We can see that although dict supports__missing__()
Method, but this method does not exist in dict itself, but needs to be implemented by itself in the derived subclass. You can simply verify this:
>>> print dict.__missing__.__doc__Traceback (most recent call last): File "<stdin>", line 1, in <module>AttributeError: type object 'dict' has no attribute '__missing__'
At the same time, we can further conduct experiments to define a subclass of Missing and implement__missing__()
Method:
>>> class Missing(dict):... def __missing__(self, key):... return 'missing'...>>> d = Missing()>>> d{}>>> d['foo']'missing'>>> d{}
The returned results reflect__missing__()
The method does play a role. On this basis, we will slightly modify__missing__()
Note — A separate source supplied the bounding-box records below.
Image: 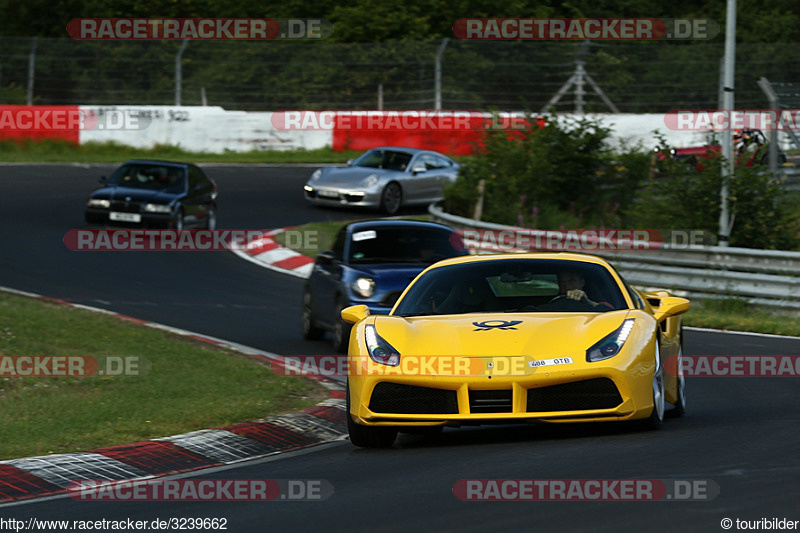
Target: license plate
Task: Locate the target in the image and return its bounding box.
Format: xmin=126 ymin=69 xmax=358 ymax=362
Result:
xmin=528 ymin=357 xmax=573 ymax=368
xmin=108 ymin=211 xmax=142 ymax=222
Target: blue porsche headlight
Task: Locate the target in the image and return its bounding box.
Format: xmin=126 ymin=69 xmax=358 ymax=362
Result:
xmin=586 ymin=318 xmax=634 ymax=363
xmin=364 ymin=324 xmax=400 ymax=366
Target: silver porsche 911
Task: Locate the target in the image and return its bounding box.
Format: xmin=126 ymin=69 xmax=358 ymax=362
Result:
xmin=303 ymin=146 xmax=459 ymax=215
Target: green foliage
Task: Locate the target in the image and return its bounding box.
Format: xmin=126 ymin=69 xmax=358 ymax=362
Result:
xmin=633 ymin=139 xmax=800 ymax=250
xmin=445 ymin=124 xmax=800 ymax=250
xmin=446 ymin=117 xmax=646 ymax=229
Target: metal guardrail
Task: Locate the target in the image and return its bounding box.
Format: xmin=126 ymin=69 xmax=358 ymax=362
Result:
xmin=428 ymin=204 xmax=800 ymax=310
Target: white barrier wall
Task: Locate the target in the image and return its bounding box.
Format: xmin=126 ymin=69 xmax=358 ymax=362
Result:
xmin=80 ymin=106 xmax=333 ymax=153
xmin=75 ymin=106 xmax=736 ymax=153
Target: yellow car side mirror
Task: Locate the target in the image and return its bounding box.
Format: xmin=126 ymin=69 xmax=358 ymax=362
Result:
xmin=342 ymin=304 xmax=369 ymax=324
xmin=653 ymin=296 xmax=690 ymax=322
Method to set a default value for a key that does not exist like the defautldict class:
>>> class Defaulting(dict):... def __missing__(self, key):... self[key] = 'default'... return 'default'...>>> d = Defaulting()>>> d{}>>> d['foo']'default'>>> d{'foo': 'default'}
Implement the defaultdict class in the earlier version of Python
The defaultdict class is added after version 2.5. It is not supported in some old versions. Therefore, it is necessary to implement a compatible defaultdict class for the old version. This is actually very simple. Although the performance may not be as good as the defautldict class in 2.5, It is functionally the same.
First,__getitem__()
The method must be called when the access key fails.__missing__()
Method:
class defaultdict(dict): def __getitem__(self, key): try: return dict.__getitem__(self, key) except KeyError: return self.__missing__(key)
Second, we need to implement__missing__()
To set the default value:
class defaultdict(dict): def __getitem__(self, key): try: return dict.__getitem__(self, key) except KeyError: return self.__missing__(key) def __missing__(self, key): self[key] = value = self.default_factory() return value
Then, the initialization function of the defaultdict class __init__()
You need to accept the type or call the function parameters:
class defaultdict(dict): def __init__(self, default_factory=None, *a, **kw): dict.__init__(self, *a, **kw) self.default_factory = default_factory def __getitem__(self, key): try: return dict.__getitem__(self, key) except KeyError: return self.__missing__(key) def __missing__(self, key): self[key] = value = self.default_factory() return value
Finally, based on the above content, complete the code compatible with the new and old Python versions in the following ways:
try: from collections import defaultdictexcept ImportError: class defaultdict(dict): def __init__(self, default_factory=None, *a, **kw): dict.__init__(self, *a, **kw) self.default_factory = default_factory def __getitem__(self, key): try: return dict.__getitem__(self, key) except KeyError: return self.__missing__(key) def __missing__(self, key): self[key] = value = self.default_factory() return value
References
Https://docs.python.org/2/library/collections.html#collections.defaultdict
Summary
The above is all the content of this article. I hope the content of this article has some reference and learning value for everyone's learning or work. If you have any questions, please leave a message to us, thank you for your support.